Advanced news feeds extractor and finder library. Helps to automatically extract news from websites without RSS/ATOM feeds

These details have not been verified by PyPI

Project links

Homepage

Project description

newsworker

Turn any news page into an RSS/Atom feed — even when the site publishes no feed at all.

newsworker is a Python 3 library and command-line tool that extracts news feeds from plain HTML pages. It is built for the common case where a site publishes fresh news but offers no RSS/ATOM feed, and where generic "page change" monitors are too noisy to be useful.

The extracted feed can be emitted as JSON, RSS, Atom, CSV or OPML, so you can plug it straight into a feed reader, a pipeline, or your own storage.

How it works
Installation
Quick start
Command-line interface
Settings and caching
Output formats
Library usage
Features
Supported languages
Performance
Limitations
Dependencies
Documentation
Contributing
License
Acknowledgements

How it works

The core idea is simple. Most news pages carry a publication date next to each item — 2017-09-27, 1 jul 2016, 18/06/2018, and hundreds of other variants. newsworker:

Finds every date on the page using qddate, a fast pattern-based date parser that recognizes 340+ date formats across many languages.
Clusters repeated, similarly-structured date nodes to tell apart a page date (footer, "last updated") from the news list area.
Reconstructs each news item around its date node, pulling out the title, description, link and image.

The result is a structured feed you can serialize into whatever format you need.

Installation

pip install newsworker

Requires Python 3.7+. Installing from source:

git clone https://github.com/ivbeg/newsworker.git
cd newsworker
pip install -e .

Quick start

Extract a feed from a page and print it as RSS:

newsworker extract "https://www.eib.org/en/index.htm" --format rss

Discover feeds already published on a site and export them as an OPML subscription list:

newsworker scan "https://www.dta.gov.au/news/" --format opml --output feeds.opml

Or use it directly from Python:

from newsworker.extractor import FeedExtractor

extractor = FeedExtractor(filtered_text_length=150)
feed, session = extractor.get_feed(url="https://www.eib.org/en/index.htm")

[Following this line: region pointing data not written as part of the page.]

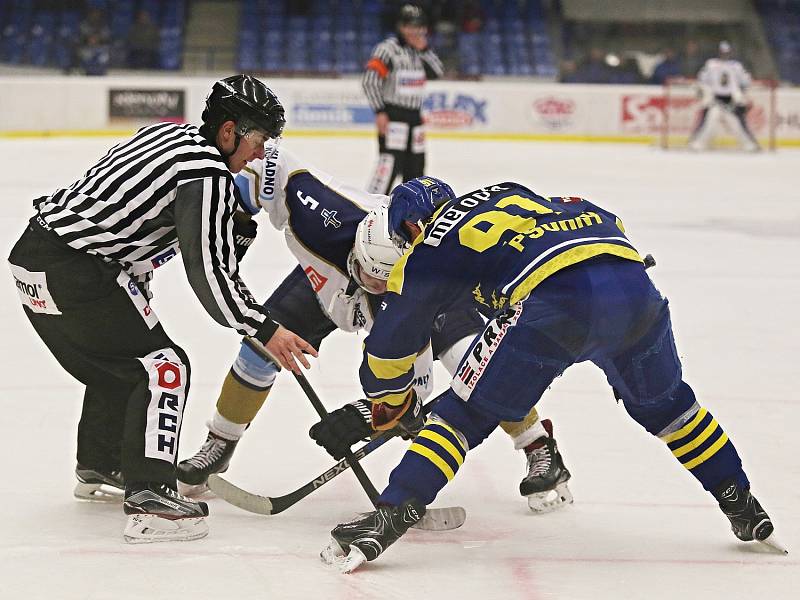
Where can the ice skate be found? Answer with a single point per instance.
(213, 457)
(367, 536)
(749, 521)
(157, 513)
(98, 486)
(545, 484)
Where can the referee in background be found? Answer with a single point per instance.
(394, 82)
(82, 269)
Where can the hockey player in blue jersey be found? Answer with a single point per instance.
(340, 238)
(560, 284)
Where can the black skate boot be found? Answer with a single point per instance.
(545, 485)
(368, 535)
(95, 485)
(213, 457)
(748, 520)
(157, 513)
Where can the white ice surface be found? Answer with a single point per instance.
(724, 230)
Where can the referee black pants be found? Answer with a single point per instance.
(401, 152)
(100, 328)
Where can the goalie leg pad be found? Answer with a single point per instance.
(144, 529)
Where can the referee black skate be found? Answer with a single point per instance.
(82, 269)
(394, 82)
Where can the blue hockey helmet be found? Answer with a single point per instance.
(415, 201)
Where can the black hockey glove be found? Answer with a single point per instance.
(343, 427)
(244, 233)
(353, 422)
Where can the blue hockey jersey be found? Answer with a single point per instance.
(490, 249)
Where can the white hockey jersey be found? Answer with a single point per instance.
(319, 216)
(725, 77)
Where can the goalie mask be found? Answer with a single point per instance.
(374, 252)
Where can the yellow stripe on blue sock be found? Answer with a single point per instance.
(697, 441)
(686, 429)
(711, 451)
(444, 443)
(437, 460)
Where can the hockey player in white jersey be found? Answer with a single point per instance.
(340, 238)
(723, 83)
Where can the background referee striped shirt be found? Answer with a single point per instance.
(165, 190)
(396, 75)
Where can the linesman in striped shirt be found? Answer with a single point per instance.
(394, 82)
(82, 269)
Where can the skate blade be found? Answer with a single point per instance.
(334, 556)
(773, 544)
(442, 519)
(145, 529)
(192, 491)
(97, 492)
(545, 502)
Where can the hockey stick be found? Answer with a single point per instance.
(349, 458)
(272, 505)
(435, 519)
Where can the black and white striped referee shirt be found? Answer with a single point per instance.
(396, 75)
(165, 190)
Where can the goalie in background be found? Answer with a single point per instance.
(723, 82)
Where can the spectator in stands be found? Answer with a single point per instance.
(594, 69)
(472, 17)
(567, 72)
(669, 67)
(143, 42)
(94, 37)
(692, 60)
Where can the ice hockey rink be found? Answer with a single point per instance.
(723, 228)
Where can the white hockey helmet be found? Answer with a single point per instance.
(374, 251)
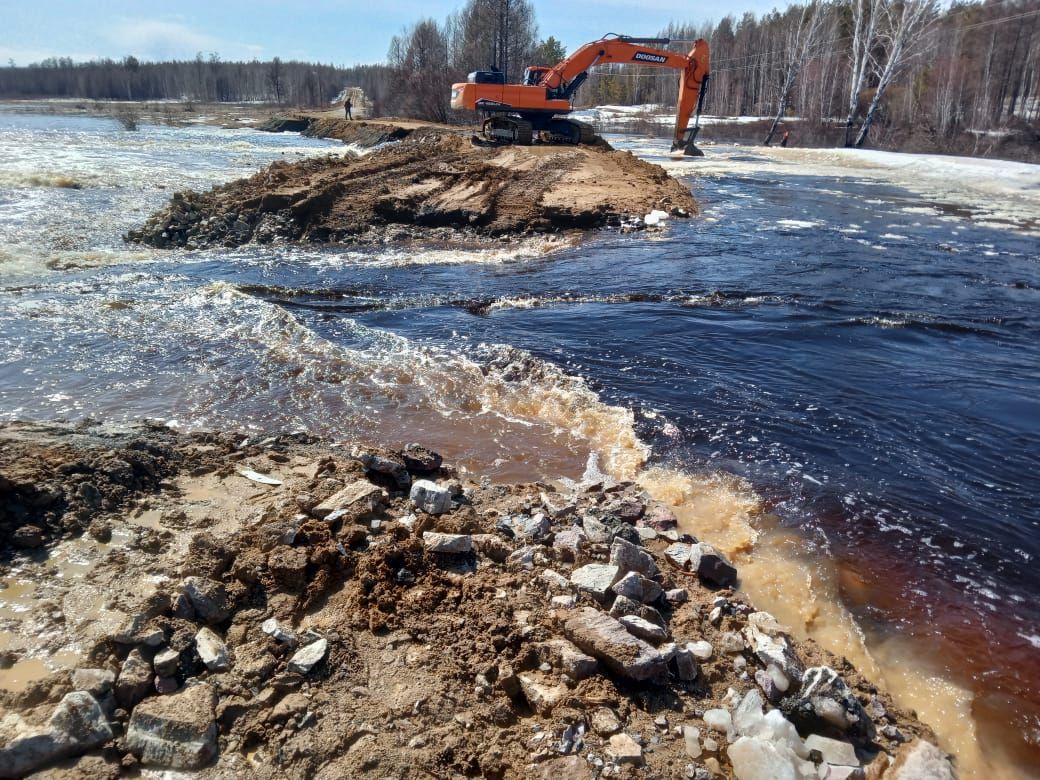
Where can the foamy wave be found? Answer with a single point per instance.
(27, 179)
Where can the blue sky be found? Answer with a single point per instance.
(321, 30)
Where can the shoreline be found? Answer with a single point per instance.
(276, 554)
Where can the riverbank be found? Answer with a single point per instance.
(433, 183)
(279, 605)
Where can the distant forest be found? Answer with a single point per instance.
(898, 73)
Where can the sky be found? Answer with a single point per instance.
(340, 32)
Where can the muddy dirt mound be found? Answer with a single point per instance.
(370, 615)
(433, 183)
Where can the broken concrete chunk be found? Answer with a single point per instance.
(134, 680)
(176, 731)
(76, 726)
(604, 638)
(644, 628)
(308, 656)
(95, 681)
(541, 693)
(359, 497)
(565, 656)
(208, 598)
(431, 497)
(833, 751)
(624, 749)
(638, 588)
(278, 632)
(596, 579)
(455, 544)
(212, 651)
(628, 556)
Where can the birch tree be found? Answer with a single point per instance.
(801, 42)
(904, 25)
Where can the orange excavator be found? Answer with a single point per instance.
(537, 108)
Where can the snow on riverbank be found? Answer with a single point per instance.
(997, 193)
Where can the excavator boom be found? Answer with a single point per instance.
(539, 106)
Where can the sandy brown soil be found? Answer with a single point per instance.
(434, 182)
(433, 664)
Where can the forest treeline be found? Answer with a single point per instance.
(894, 73)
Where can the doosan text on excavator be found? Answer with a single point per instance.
(536, 109)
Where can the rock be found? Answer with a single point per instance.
(720, 720)
(920, 760)
(624, 605)
(685, 667)
(455, 544)
(702, 649)
(208, 599)
(628, 556)
(212, 650)
(571, 543)
(176, 731)
(95, 681)
(624, 750)
(431, 497)
(541, 693)
(833, 751)
(28, 537)
(597, 531)
(308, 656)
(826, 704)
(604, 722)
(758, 759)
(659, 518)
(165, 663)
(692, 738)
(677, 596)
(76, 726)
(569, 768)
(604, 638)
(358, 498)
(596, 579)
(385, 463)
(644, 628)
(419, 460)
(278, 632)
(134, 680)
(638, 588)
(565, 656)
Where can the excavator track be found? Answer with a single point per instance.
(509, 130)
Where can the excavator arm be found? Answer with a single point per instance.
(563, 80)
(538, 107)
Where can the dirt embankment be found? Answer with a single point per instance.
(366, 613)
(432, 182)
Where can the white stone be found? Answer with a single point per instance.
(643, 628)
(212, 650)
(308, 656)
(692, 737)
(702, 650)
(596, 579)
(833, 751)
(447, 543)
(431, 497)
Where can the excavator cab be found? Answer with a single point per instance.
(533, 76)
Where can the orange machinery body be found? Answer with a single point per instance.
(548, 92)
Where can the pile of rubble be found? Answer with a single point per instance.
(382, 617)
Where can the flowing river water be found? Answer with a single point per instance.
(832, 379)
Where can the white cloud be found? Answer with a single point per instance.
(158, 40)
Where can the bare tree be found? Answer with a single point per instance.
(801, 43)
(903, 26)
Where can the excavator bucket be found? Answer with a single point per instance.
(687, 146)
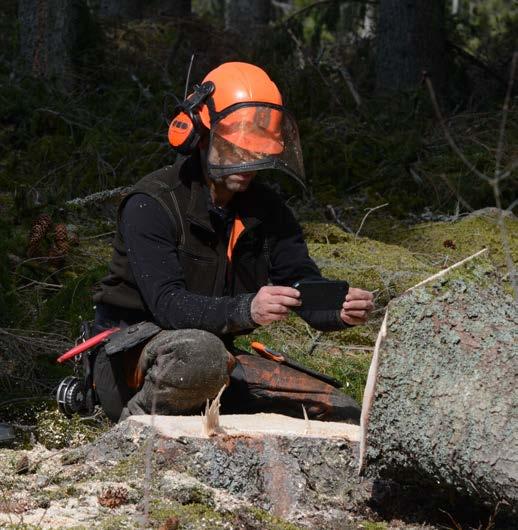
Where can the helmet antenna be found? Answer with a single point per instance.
(188, 76)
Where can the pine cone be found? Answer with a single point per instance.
(59, 249)
(60, 233)
(73, 237)
(40, 227)
(113, 497)
(61, 246)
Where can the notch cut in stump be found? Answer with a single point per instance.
(441, 401)
(267, 460)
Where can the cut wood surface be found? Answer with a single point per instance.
(250, 425)
(302, 471)
(441, 403)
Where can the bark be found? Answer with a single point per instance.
(243, 16)
(441, 402)
(50, 31)
(302, 471)
(411, 38)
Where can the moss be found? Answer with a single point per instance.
(363, 262)
(270, 522)
(55, 430)
(443, 243)
(371, 525)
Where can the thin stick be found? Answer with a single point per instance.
(446, 271)
(367, 214)
(307, 428)
(337, 220)
(505, 112)
(210, 420)
(104, 234)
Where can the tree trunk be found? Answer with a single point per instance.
(49, 33)
(411, 38)
(169, 8)
(441, 402)
(243, 16)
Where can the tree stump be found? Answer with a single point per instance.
(300, 470)
(441, 402)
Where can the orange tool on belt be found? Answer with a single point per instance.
(272, 355)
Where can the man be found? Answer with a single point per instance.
(207, 253)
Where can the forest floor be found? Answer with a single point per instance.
(46, 483)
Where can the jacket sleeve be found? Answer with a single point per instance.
(150, 239)
(290, 262)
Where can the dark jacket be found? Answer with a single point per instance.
(197, 287)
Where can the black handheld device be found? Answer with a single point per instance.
(321, 295)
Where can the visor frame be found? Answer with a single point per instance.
(216, 171)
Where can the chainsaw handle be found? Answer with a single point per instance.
(86, 345)
(265, 352)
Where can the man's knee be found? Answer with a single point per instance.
(183, 369)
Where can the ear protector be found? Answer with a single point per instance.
(186, 126)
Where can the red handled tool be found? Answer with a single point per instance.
(86, 345)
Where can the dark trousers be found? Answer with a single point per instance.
(184, 368)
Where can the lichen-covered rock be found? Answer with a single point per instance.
(442, 410)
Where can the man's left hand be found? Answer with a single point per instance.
(357, 306)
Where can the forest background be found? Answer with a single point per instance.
(407, 113)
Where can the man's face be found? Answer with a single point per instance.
(238, 182)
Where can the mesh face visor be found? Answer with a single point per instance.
(254, 136)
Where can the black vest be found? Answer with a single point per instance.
(202, 251)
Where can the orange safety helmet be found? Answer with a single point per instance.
(249, 127)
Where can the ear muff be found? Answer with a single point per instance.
(186, 126)
(184, 133)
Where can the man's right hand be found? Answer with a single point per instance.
(272, 303)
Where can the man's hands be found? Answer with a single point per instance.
(273, 302)
(357, 306)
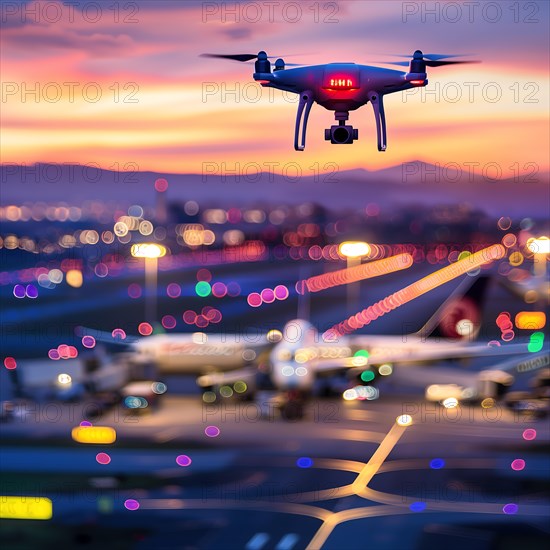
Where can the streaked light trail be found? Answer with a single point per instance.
(354, 274)
(416, 289)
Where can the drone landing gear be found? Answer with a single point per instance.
(306, 101)
(380, 117)
(342, 133)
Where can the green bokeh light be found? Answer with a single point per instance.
(203, 289)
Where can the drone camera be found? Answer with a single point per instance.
(341, 134)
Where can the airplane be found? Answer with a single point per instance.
(341, 87)
(291, 363)
(302, 356)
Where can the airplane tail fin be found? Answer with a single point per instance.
(459, 316)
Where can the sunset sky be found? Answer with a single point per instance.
(154, 110)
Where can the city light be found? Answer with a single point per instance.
(422, 286)
(354, 249)
(148, 250)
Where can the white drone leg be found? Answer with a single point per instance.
(306, 100)
(380, 117)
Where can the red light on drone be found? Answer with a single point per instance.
(340, 83)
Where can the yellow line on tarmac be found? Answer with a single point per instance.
(359, 485)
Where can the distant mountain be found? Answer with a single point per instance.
(399, 186)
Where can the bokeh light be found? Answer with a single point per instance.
(103, 458)
(118, 334)
(159, 388)
(173, 290)
(131, 504)
(203, 289)
(183, 460)
(404, 420)
(212, 431)
(161, 185)
(254, 299)
(145, 329)
(88, 341)
(304, 462)
(10, 363)
(168, 322)
(518, 464)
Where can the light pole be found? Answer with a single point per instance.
(151, 252)
(353, 252)
(540, 247)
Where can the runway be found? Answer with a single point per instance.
(347, 476)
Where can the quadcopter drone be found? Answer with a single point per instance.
(341, 87)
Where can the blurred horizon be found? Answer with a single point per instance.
(128, 86)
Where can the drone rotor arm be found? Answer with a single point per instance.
(380, 117)
(306, 101)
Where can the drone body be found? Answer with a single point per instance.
(341, 87)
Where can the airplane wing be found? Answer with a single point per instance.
(246, 374)
(423, 352)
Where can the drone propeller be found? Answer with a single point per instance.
(435, 56)
(244, 57)
(429, 63)
(430, 59)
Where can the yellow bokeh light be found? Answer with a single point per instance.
(26, 507)
(74, 278)
(102, 435)
(354, 249)
(148, 250)
(404, 420)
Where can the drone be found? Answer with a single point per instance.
(341, 87)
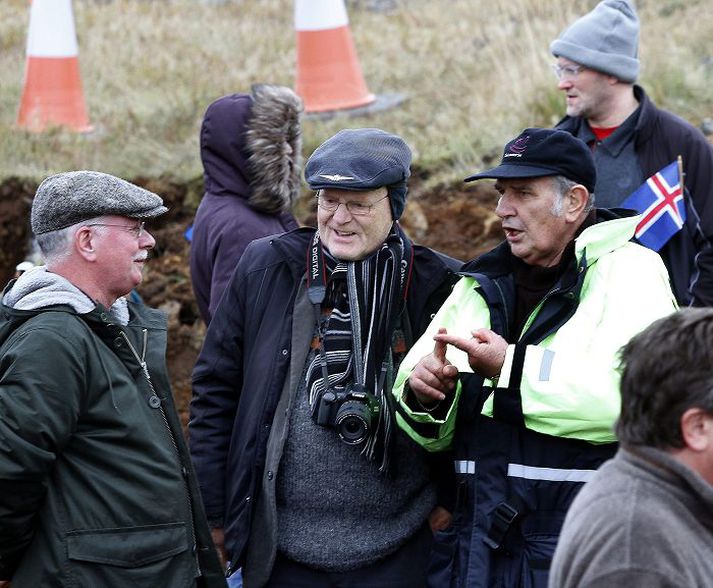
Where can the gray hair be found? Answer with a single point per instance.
(56, 244)
(562, 186)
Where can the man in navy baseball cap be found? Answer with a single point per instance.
(522, 379)
(545, 152)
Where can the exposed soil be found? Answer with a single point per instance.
(457, 220)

for item in feed["items"]:
    print(item["pubdate"], item["title"])

Command-line interface

The package installs a single newsworker executable exposing five commands:

newsworker [COMMAND] [ARGS] [OPTIONS]

Commands:
  extract    Extract feed records from a web page
  serve      Run a local HTTP server exposing pages as RSS/Atom/JSON/CSV feeds
  scan       Scan a page and find existing feeds
  analyze    Analyze a page and generate a reusable YAML parsing spec
  parsedate  Parse a date/time string (debugging helper)

Add --verbose / -v to any command for detailed execution logs.

`extract` — build a feed from a page

Extracts news items from an HTML page and renders them in the chosen format.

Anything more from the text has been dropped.